La aprobación no cayó del cielo. Se trata de un análisis exhaustivo que se suma al visto bueno previo de Ferrosur, en un entramado donde cada organismo tiene poder de veto. Boca, por ahora, viene sorteando los obstáculos.
Una Bombonera XXL: más capacidad y nuevos accesos
El proyecto es ambicioso y no se anda con medias tintas. La idea es llevar la capacidad del estadio a unos 84.500 espectadores, lo que transformaría por completo la experiencia xeneize sin perder la mística que lo caracteriza.
La iniciativa contempla:
- Cuatro torres con ascensores y escaleras.
- Un puente que cruzará sobre las vías ferroviarias.
- Nuevos accesos a las bandejas superiores.
- Reconfiguración de sectores clave para mejorar la circulación.
- En otras palabras, no es un simple "lavado de cara": es una cirugía mayor.
- El camino burocrático: todavía falta lo más espinoso
Aunque el visto bueno de la CNRT es una pieza importante, el expediente todavía tiene varias estaciones por recorrer. Ahora deberá pasar por:
- ADIFSA, que controla la infraestructura ferroviaria.
- AABE, encargada de los bienes del Estado.
Recién si ambos organismos levantan el pulgar, el proyecto aterrizará en la Legislatura porteña. Y ahí sí, comenzará la verdadera batalla política.
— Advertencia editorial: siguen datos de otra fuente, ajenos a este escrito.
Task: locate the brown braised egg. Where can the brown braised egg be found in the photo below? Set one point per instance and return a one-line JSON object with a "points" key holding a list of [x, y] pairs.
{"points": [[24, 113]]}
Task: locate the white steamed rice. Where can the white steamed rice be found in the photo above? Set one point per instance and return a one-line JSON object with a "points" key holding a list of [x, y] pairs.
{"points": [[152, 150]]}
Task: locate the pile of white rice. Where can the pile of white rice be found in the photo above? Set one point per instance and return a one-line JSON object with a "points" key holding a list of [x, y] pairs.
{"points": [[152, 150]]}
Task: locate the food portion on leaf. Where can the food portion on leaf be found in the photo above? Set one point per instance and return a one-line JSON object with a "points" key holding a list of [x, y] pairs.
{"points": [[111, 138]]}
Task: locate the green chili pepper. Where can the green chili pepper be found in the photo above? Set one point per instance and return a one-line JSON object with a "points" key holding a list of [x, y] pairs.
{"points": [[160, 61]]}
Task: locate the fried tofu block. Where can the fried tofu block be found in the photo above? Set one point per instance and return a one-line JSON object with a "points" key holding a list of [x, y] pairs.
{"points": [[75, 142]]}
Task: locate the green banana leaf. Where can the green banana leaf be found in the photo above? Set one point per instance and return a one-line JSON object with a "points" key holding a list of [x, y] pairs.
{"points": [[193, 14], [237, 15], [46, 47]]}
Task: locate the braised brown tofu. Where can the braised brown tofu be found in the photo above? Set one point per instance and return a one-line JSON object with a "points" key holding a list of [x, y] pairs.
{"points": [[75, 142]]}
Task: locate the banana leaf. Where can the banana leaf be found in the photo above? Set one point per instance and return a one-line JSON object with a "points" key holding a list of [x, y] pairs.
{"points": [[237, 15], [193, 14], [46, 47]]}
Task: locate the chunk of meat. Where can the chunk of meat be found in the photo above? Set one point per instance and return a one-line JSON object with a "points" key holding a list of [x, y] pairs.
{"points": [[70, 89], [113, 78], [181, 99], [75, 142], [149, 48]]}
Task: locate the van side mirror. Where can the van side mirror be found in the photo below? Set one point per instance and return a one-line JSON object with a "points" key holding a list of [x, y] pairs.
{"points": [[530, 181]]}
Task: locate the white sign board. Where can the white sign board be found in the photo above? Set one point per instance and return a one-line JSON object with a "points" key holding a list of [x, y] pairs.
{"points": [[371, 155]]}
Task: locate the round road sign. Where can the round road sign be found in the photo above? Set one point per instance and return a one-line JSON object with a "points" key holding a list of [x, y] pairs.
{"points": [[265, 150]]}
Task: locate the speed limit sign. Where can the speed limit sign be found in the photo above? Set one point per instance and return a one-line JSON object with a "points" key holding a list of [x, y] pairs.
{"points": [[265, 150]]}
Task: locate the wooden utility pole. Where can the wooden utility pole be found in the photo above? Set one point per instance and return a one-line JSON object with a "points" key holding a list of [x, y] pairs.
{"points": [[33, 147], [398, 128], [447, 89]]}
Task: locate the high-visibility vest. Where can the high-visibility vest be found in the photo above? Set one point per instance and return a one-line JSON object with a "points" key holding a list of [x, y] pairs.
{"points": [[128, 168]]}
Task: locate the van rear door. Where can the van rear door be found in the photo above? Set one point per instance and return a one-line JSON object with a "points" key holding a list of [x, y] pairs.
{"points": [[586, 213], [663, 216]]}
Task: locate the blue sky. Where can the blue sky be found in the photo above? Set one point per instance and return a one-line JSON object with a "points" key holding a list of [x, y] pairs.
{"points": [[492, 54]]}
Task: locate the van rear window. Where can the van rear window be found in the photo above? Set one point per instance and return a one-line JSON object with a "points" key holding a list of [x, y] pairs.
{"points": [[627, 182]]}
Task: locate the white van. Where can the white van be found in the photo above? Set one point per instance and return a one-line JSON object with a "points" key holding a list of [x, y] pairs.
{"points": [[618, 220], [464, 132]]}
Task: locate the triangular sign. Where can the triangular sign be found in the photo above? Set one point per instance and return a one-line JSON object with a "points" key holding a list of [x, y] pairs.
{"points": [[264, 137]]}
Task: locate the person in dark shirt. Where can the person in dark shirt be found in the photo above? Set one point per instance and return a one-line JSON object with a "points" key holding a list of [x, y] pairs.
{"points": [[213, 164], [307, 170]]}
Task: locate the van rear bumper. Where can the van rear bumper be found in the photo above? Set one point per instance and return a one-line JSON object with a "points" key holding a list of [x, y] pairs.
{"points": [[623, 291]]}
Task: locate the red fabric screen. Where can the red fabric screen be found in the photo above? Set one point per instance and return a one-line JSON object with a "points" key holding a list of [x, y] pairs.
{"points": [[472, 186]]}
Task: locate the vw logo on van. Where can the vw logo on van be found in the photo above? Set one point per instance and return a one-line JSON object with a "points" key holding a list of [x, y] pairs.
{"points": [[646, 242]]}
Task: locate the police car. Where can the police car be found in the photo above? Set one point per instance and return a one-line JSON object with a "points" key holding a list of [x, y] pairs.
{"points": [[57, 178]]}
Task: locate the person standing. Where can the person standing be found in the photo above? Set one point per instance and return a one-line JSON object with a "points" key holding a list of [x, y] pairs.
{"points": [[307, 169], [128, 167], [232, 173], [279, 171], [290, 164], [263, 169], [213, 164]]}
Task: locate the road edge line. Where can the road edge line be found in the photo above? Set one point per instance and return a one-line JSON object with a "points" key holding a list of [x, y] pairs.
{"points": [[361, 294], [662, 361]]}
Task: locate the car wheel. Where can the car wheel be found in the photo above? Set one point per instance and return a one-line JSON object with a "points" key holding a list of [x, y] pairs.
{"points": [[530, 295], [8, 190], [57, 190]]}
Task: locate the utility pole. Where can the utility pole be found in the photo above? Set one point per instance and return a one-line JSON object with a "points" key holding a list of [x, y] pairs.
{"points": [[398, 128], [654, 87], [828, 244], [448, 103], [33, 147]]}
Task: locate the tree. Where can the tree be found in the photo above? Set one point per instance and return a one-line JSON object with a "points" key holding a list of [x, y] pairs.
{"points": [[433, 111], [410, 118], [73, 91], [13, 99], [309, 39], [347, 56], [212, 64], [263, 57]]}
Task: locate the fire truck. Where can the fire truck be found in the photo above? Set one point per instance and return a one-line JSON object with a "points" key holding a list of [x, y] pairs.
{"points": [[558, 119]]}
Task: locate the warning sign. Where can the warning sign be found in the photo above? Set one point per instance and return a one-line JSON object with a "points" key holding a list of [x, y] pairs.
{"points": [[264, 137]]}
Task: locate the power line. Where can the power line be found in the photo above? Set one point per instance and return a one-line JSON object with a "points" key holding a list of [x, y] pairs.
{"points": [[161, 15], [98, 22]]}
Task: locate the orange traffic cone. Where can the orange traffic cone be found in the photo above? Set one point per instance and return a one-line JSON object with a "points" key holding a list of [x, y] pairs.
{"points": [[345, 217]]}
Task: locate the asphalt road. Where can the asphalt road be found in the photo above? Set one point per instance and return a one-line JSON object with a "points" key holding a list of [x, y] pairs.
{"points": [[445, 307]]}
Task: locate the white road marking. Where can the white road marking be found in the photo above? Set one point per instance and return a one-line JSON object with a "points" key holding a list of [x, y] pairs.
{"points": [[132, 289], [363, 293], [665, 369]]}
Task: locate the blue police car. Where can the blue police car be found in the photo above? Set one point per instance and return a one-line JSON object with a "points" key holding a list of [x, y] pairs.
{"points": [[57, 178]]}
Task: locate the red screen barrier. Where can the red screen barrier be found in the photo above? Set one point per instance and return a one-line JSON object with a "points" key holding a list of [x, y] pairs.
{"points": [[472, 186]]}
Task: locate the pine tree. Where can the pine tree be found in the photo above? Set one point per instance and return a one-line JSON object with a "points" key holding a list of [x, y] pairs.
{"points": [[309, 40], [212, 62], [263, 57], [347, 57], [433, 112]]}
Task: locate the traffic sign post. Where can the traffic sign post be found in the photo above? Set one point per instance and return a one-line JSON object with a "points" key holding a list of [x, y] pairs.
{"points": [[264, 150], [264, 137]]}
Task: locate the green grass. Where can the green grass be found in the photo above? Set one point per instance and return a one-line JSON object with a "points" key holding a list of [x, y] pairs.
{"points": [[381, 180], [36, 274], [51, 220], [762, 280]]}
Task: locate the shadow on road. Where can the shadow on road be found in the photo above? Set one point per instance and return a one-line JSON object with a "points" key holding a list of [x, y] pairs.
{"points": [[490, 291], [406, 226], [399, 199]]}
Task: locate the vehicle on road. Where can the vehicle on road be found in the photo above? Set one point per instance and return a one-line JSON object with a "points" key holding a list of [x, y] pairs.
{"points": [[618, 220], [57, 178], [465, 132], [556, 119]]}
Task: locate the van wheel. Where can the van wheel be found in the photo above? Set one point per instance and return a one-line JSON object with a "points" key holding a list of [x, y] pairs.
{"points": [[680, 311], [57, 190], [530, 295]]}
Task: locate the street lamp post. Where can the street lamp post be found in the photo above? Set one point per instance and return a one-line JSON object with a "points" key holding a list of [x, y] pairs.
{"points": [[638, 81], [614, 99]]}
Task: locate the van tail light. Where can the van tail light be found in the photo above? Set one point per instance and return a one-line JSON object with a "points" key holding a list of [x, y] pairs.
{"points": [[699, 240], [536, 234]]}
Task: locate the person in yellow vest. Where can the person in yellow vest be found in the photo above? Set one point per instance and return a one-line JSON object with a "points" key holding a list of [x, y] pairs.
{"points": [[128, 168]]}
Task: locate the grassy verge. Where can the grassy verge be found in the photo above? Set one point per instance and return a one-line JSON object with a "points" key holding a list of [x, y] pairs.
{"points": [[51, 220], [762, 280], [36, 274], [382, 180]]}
¿Boca se muda? Por ahora, no
Uno de los puntos que más inquieta al hincha es si el equipo tendrá que dejar su casa durante las obras. La respuesta, por ahora, es tranquilizadora: la idea es que Boca siga jugando en La Bombonera durante la mayor parte del proceso.
El problema aparecerá cuando se intervenga el sector de Del Valle Iberlucea. En ese momento, el club baraja dos opciones:
- El Estadio Único de La Plata.
- El José Amalfitani.
- No será inmediato, pero el escenario ya está sobre la mesa.
- Un proyecto que va más allá del cemento
La ampliación de La Bombonera no es solo una cuestión de capacidad. Es una jugada estratégica en términos políticos, económicos y simbólicos. Riquelme lo sabe: modernizar el estadio sin perder su identidad es una promesa que seduce tanto como exige.
Por ahora, Boca avanza. Sin estridencias, pero con un objetivo claro: convertir su templo en un gigante aún más imponente. El desafío ya no es imaginarlo, sino lograr que todas las fichas encajen. Y ahí, recién ahí, empezará la verdadera obra.